While hanging out at Dave’s table and scaring away all his legitimate business, John picked up the con preview of Dave’s Eisner Award nominated web comic, The Guns of Shadow Valley, complete with a done-on-the-spot back cover head sketch, and I finally got to meet Amber and visit with her a bit.
John and I then decided to work our way through the other tables and meet some of the other creators at the show. I stopped at the N3RDCAST table because my eye went immediately to Dave’s Guns of Shadow Valley contribution to the sketch jam piece they were giving away, but ended up chatting with Kwip for a bit about Deus ex Comica, and he bought a copy from me almost immediately. Always a cool experience to sell a copy of your book to someone who you can just tell will appreciate it. Just down the aisle from Kwip was Shawn Pryor. Shawn, who I only knew through Twitter, is one of the nicest guys you could meet. I picked up a copy of his Mercury and the Murd collection, which included a free CD of music. I’m really looking forward to seeing Shawn again at Summit City and hopefully having more time to hang out with him.

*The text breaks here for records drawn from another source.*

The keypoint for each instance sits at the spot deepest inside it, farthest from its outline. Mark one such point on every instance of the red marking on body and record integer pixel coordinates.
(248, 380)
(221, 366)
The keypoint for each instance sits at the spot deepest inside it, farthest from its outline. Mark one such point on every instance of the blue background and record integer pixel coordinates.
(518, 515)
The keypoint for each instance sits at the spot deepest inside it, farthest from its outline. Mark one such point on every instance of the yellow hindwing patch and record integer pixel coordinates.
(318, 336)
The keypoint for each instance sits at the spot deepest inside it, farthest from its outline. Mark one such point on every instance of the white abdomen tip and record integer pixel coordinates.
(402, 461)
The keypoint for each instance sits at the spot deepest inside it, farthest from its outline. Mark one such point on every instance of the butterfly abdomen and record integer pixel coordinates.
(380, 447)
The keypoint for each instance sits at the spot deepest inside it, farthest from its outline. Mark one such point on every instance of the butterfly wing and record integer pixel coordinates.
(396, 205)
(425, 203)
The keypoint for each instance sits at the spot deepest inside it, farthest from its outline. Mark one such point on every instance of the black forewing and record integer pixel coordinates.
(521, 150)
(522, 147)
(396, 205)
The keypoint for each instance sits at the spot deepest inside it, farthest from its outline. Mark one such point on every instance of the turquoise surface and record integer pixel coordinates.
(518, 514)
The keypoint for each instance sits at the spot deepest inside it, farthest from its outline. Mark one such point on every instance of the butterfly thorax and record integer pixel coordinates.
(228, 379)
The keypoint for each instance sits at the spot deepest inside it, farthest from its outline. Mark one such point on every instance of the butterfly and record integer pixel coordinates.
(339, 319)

There were a few local forum friends in attendance outside of me and Dave, including Alec Berry and Mario Muscar. John and I spent quite a bit of time with Alec talking about the craft of writing and journalism as a career. Great kid. Wish I’d been that focused on my writing and had my creative head on straight when I was his age! I also met Bryan Deemer and Adam Murdough from Comic Geek Speak by way of the commission Dave is doing for me.

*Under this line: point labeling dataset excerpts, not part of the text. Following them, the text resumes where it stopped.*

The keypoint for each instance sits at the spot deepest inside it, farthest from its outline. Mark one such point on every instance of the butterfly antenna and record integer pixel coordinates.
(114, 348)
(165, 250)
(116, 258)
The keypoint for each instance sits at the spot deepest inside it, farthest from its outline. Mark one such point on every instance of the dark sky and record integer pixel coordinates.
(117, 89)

Our “How to Get Published” panel was right in the middle of the day, up against the “Legends of the Marvel Heyday” panel and belly dancing lessons, but we had a nice turnout and it was fun talking about my experiences as a self-published author. The other author on the panel, Paul Anderson, is a teacher who has also been published. Paul gave a nice rundown of some positive habits and techniques on writing and revising so that when you do submit to a publisher it’s polished and your very best work. John and I talked about how to leverage self-publishing/DIY options, the process to get self-published, and things to consider when headed down that path. We didn’t have a lot of questions from the audience, which surprised me given the size of the crowd (20 to 30 people), but it was another good experience to have under my belt.

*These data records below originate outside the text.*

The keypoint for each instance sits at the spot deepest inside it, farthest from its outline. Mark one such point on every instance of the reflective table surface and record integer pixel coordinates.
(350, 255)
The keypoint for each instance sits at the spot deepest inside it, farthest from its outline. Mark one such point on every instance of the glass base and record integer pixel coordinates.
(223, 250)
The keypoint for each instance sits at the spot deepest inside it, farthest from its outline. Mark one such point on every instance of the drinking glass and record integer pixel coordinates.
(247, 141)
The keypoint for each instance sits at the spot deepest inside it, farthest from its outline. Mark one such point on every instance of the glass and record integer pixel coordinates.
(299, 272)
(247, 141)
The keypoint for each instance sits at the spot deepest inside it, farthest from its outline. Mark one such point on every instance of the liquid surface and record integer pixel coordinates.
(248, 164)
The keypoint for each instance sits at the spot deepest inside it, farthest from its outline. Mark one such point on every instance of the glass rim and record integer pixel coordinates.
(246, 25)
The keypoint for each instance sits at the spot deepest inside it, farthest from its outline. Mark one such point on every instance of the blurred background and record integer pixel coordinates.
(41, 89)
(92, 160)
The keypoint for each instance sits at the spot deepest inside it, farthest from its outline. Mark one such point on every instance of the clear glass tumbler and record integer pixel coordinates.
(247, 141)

The afternoon highlight was some bargain hunting and getting to catch up with Bryan J.L. Glass. I’ve known Bryan for a few years now, and his enthusiasm for the industry never ceases to amaze. We must have spent a good 20 or 30 minutes talking with him and Judy at their table about everything from movie and TV options to the state of cons, and got his impressions of the previous weekend’s C2E2 experience and some coy hints about the soon-to-be-officially-announced work for Marvel on the horizon for him. (And I am really looking forward to watching him play in that great big sandbox!)
A few weeks back, I picked up 30 or so issues of early ROM from my local comic shop’s quarter bins, and so now I have some holes to fill. (Nice to have a reason to go through the single issue boxes versus just flipping randomly through them.) I was able to find a handful of issues I was missing, along with picking up a trade paperback for the kiddo and a half-priced hardcover I was looking for.
After goodbyes to friends, including the opportunity to have a longer-than-expected chat with Amber over at Joe Sinnott’s table, the day ended for John and me with a nice ride home and a conversation that could only be had by two old friends, wandering from 3-D technology to politics to everything in between. It was the perfect end to a great day of comics, friends and heroes.